O senhor estará em Odessa, de onde partiram os primeiros navios com grãos. O Papa Francisco, no Angelus de 7 de agosto, disse que "este acontecimento também se apresenta como um sinal de esperança" e fazendo votos de que, "seguindo este caminho, se possa colocar fim aos combates e alcançar uma paz justa e duradoura".

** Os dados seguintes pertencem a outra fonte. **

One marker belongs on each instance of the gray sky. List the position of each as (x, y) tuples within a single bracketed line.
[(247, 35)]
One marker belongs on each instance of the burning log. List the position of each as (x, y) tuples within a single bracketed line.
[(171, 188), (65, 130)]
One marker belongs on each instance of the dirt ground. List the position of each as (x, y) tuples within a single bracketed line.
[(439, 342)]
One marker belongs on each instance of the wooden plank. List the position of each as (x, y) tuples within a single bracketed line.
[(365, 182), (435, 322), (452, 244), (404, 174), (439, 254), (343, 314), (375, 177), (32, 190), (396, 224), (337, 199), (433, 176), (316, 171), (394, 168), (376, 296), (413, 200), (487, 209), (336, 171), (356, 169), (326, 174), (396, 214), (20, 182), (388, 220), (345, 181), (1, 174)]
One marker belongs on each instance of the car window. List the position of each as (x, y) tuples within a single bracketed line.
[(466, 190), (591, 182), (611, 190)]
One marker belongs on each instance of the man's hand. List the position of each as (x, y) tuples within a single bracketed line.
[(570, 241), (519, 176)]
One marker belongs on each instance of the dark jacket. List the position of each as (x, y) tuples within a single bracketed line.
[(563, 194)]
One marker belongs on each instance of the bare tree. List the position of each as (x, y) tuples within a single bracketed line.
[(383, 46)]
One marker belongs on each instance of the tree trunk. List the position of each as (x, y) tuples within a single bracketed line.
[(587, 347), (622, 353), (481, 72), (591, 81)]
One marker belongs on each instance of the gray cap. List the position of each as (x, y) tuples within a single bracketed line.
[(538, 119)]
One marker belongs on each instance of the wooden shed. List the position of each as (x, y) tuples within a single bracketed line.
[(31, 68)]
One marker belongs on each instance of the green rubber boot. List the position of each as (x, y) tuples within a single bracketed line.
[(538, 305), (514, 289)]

O Santo Padre não é um político, é um pastor. Quando o Santo Padre nos convida a acreditar na possibilidade do diálogo, apesar do fato de que aqui na Ucrânia entendemos que uma negociação real é realmente muito difícil de prever - precisamente porque a situação é tão dramática e a lógica humana nos diz que diante da guerra tão feroz é difícil prever que, a qualquer momento, quem começou a guerra, a Rússia, mudará de posição - quando o Papa, eu dizia, repete o seu apelo ao diálogo, algo que para nós parece humanamente impossível, se somos pessoas que acreditam, esperamos também no impossível e confiamos este apelo, esta oração, não somente aos homens, mas ao próprio Deus. Quanto aos navios de grãos que partiram, vemos aqui também que foi um passo muito cansativo, porque a Ucrânia não conseguiu assinar nenhum acordo direto com a Rússia. Os acordos foram assinados em vários níveis entre a Ucrânia e alguns parceiros, que por sua vez facilitam os contatos com a Rússia de forma indireta para que a exportação de grãos possa ser organizada. Portanto, este passo foi alcançado de maneira muito difícil, mas como disse o Papa, é algo positivo tanto em nível global quanto local. Portanto, é um sinal de esperança. Também nos agarramos nos pequenos passos. Às vezes, quando não é possível, como por exemplo agora, encontrar vislumbres imediatos para parar a guerra, focamos nos aspectos humanitários para abrir uma brecha nos contatos. É importante fazer todo o possível, o que está na força humana, para que se estabeleça cada vez mais um clima, se não de diálogo, pelo menos de contato. Então eu acho que esta é a mensagem mais importante do Santo Padre.